The District is looking for contractors to provide a full suite of maintenance services for three new family homeless shelters expected to open in Northwest and Southeast this fall. The facilities are part of the District’s plan to close and replace the dilapidated D.C. General shelter in the coming months.
Located in Wards 4, 7, and 8, they will be the first D.C. General replacement shelters to début and will have between 35 and 50 units each. The four remaining replacement shelters are scheduled to open next summer and, in one case, in spring 2020. Those projects are located in Northwest, Northeast, and Southwest. All are on land D.C. owns.
On July 31, the D.C. Department of General Services, which is leading the construction of the new shelters and the demolition of D.C. General, put out a solicitation for “consolidated maintenance services” for the facilities planned at 5505 Fifth St. NW (Ward 4), 5004 D St. SE (Ward 7), and 4225 6th St. SE (Ward 8). The required work ranges from repair, electrical, mechanical services to pest control, snow removal, and landscaping.

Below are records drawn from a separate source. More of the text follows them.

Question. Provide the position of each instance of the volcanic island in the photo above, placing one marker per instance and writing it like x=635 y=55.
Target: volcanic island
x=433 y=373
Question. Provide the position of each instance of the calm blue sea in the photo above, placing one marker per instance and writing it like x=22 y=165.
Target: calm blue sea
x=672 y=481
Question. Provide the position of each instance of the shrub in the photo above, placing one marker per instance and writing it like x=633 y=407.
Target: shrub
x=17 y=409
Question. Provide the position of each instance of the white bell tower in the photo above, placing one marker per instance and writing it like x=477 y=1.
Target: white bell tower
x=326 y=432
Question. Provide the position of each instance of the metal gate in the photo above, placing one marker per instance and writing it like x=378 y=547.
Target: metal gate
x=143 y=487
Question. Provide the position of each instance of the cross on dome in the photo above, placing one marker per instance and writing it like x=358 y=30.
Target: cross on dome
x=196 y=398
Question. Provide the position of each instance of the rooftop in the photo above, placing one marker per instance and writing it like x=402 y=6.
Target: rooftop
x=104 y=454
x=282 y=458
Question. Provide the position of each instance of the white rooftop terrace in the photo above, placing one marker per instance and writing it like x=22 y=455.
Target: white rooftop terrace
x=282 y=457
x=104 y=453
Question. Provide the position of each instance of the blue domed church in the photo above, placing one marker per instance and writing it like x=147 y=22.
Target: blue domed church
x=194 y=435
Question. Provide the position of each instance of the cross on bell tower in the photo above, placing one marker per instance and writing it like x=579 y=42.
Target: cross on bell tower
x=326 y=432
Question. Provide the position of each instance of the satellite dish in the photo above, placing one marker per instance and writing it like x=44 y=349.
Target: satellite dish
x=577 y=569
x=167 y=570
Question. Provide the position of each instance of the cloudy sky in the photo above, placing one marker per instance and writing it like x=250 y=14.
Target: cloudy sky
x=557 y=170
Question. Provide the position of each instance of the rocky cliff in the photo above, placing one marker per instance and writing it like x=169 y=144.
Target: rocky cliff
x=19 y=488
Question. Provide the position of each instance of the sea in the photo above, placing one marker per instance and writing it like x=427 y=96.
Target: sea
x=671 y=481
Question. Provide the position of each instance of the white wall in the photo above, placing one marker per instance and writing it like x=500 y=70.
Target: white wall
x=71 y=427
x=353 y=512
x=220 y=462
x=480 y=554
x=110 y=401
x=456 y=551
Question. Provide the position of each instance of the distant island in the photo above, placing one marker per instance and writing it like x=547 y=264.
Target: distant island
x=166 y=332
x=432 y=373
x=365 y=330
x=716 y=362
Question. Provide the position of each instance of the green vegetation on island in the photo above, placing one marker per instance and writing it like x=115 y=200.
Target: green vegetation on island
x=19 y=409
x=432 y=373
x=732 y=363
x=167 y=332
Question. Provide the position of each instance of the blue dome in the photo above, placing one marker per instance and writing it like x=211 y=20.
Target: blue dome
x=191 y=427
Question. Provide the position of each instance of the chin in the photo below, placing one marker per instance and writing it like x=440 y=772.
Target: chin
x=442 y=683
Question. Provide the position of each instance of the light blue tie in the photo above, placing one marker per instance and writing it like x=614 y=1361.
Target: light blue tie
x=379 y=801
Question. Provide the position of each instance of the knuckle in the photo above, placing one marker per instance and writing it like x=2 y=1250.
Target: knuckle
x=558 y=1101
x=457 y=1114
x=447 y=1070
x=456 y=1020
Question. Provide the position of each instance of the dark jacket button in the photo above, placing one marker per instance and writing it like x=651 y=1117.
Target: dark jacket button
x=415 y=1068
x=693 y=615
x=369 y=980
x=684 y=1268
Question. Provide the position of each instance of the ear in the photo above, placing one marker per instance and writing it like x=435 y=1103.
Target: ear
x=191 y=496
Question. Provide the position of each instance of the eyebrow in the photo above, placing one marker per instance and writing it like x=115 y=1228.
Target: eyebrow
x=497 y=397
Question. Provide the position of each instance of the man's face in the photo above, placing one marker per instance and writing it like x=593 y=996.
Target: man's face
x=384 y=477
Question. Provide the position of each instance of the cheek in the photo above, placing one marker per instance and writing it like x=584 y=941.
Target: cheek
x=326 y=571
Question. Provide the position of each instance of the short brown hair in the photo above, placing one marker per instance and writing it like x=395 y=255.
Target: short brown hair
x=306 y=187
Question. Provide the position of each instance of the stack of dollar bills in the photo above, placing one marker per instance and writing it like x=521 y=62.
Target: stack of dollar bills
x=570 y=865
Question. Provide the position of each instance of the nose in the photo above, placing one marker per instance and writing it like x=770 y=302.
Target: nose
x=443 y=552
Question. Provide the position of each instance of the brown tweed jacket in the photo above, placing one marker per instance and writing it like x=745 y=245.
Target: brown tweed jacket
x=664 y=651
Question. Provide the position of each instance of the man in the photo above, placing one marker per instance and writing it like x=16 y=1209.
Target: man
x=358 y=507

Proposals are due on Aug. 20. The District notes in its solicitation that the contract prices will be determined at a later date and it may award multiple facilities to a single contractor. The winning contractors will be required to provide “transition plans” for servicing the sites.
The D.C. Department of Human Services anticipates that homeless families will live at the facilities from 90 to 120 days each, but some may stay for up to six months, according to answers the District provided to inquiring contractors. The department “will determine the length a families stays on a case by case basis.”
Mayor Muriel Bowser’s administration hopes to shutter D.C. General before the end of the year. The former hospital can house up to 260 families, although currently fewer than 135 live there after the District stopped placing families at D.C. General on May 15.
The replacement shelters in Wards 7 and 8 have experienced construction delays because of contracting issues, but the administration insists they will open on time. The District is also working to place D.C. General families in private apartments or other accommodations.
Advocates for the homeless and D.C. councilmembers have recently raised concerns over the timing of the closure and potential environmental hazards on the shelter’s campus. The site includes a vacant building on the grounds of which inspectors discovered significant amounts of lead in July. This building sits only 250 feet away from the main shelter building.
Last week, a majority of the 13-member D.C. Council asked Bowser to pause demolition on the campus while families still reside there. “We simply do not understand the urgency to demolish these buildings and certainly cannot imagine a reason that outweighs the danger to the families living on the D.C. General campus,” they wrote.
Asked why demolition work has to happen before the remaining families are relocated, a member of Bowser’s Cabinet told Curbed DC in a statement last week that officials want to ensure that “we never again use [D.C. General] to warehouse women or families in conditions that are unsafe, unsanitary and undignified.”